Azumah Bugre

Personal information
- Date of birth: 15 December 2002 (age 23)
- Place of birth: Ghana
- Height: 1.67 m (5 ft 6 in)
- Position: Midfielder

Senior career*
- Years: Team / Apps / (Gls)
- 2016–2021: Police Ladies
- 2021–2022: Hasaacas Ladies
- 2022–2023: IFK Norrköping / 26 / (0)
- 2025: Fenerbahçe / 2 / (0)
- 2026: AEK Athens / 0 / (0)

International career^{‡}
- 2018: Ghana U17 / 4 / (0)
- 2022: Ghana U20 / 3 / (0)
- 2023–: Ghana / 1 / (0)

= Azumah Bugre =

Ghanaian footballer (born 2002)

Azumah Bugre (born 15 December 2002) is a free agent Ghanaian women's football midfielder who plays for the Ghana women's national team.

== Personal life ==
Azumah Bugre was born in Ghana on 15 December 2002. She has four siblings.

She grew up in northern Ghana and joined the Air Force.

== Club career ==
Bugre is nicknamed "Zum-Zum". In 2022, she signed for Swedish side IFK Norrköping. Previously, she played for Ghanaian side Hasaacas Ladies, where she was regarded as an important player for the club as they achieved second place at the 2021 CAF Women's Champions League.

In January 2025, she moved to Turkey, and joined the Istanbul-based club Fenerbahçe to play in the second half of the 2024–25 Super League season. She recorded only two appearances during her time with the club.

In the summer of 2026, Bugre signed a contract with the Greek A Division club AEK Athens. Bugre was released by the club on 8 September 2026 after failing to follow the pre-season programme and integrate smoothly with her teammates.
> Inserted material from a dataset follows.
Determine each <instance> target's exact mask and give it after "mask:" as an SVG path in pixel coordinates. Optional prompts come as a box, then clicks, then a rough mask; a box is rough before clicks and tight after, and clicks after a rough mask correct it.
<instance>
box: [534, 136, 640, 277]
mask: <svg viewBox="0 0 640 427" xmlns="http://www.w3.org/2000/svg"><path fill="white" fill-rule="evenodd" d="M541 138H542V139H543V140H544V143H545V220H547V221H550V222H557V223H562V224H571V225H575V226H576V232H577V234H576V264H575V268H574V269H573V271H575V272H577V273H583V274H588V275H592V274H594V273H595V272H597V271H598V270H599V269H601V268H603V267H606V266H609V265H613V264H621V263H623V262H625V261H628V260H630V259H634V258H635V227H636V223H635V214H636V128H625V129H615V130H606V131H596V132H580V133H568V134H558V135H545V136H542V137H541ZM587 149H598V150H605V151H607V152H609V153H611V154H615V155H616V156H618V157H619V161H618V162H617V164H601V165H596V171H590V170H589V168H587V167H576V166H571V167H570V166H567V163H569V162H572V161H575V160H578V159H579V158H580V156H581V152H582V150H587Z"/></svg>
== International career ==
Bugre was regarded as an important player for the Ghana women's national under-20 football team as they achieved qualification for the U-20 Women's World Cup. In 2023, she debuted for the Ghana women's national football team.

==Style of play==

Bugre mainly operates as a midfielder and can also operate as a defender.